These materials and articles cannot be used to mask spoilage of food and mislead the consumer.

European Directive 89/686/EEC on Personal Protective Equipment (PPE)

1) This Directive applies to personal protective equipment, here-inafter referred to as 'PPE'. It lays down the conditions governing its placing on the market and free movement within the Community and the basic safety requirements which PPE must satisfy in order to ensure the health protection and safety of users. 

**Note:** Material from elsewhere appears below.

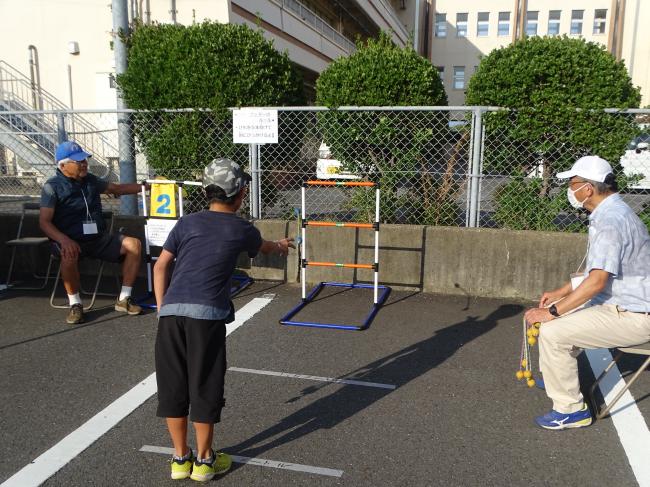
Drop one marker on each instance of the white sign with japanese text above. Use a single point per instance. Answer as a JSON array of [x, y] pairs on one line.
[[254, 126]]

2) For the purposes of this Directive, PPE shall mean any device or appliance designed to be worn or held by an individual for protection against one or more health and safety hazards.

PPE shall also cover:

(a) A unit constituted by several devices or appliances which have been integrally combined by the manufacturer for the protection of an individual against one or more potentially simultaneous risks;

(b) A protective device or appliance combined, separably or inseparably, with personal non-protective equipment worn or held by an individual for the execution of a specific activity;

(c) Interchangeable PPE components which are essential to its satisfactory functioning and used exclusively for such equipment

3) Any system placed on the market in conjunction with PPE for its connection to another external, additional device shall be be regarded as an integral part of that equipment even if the system is not intended to be worn or held permanently by the use for the entire period of risk exposure.

4) This Directive does not apply to:

- PPE covered by another Directive designed to achieve the same objectives as this Directive, with regard to placing on the market, free movement of goods and safety.
- the PPE classes specified in the list of excluded product in Annex I, independently of the reason for exclusion mentioned in the first indent.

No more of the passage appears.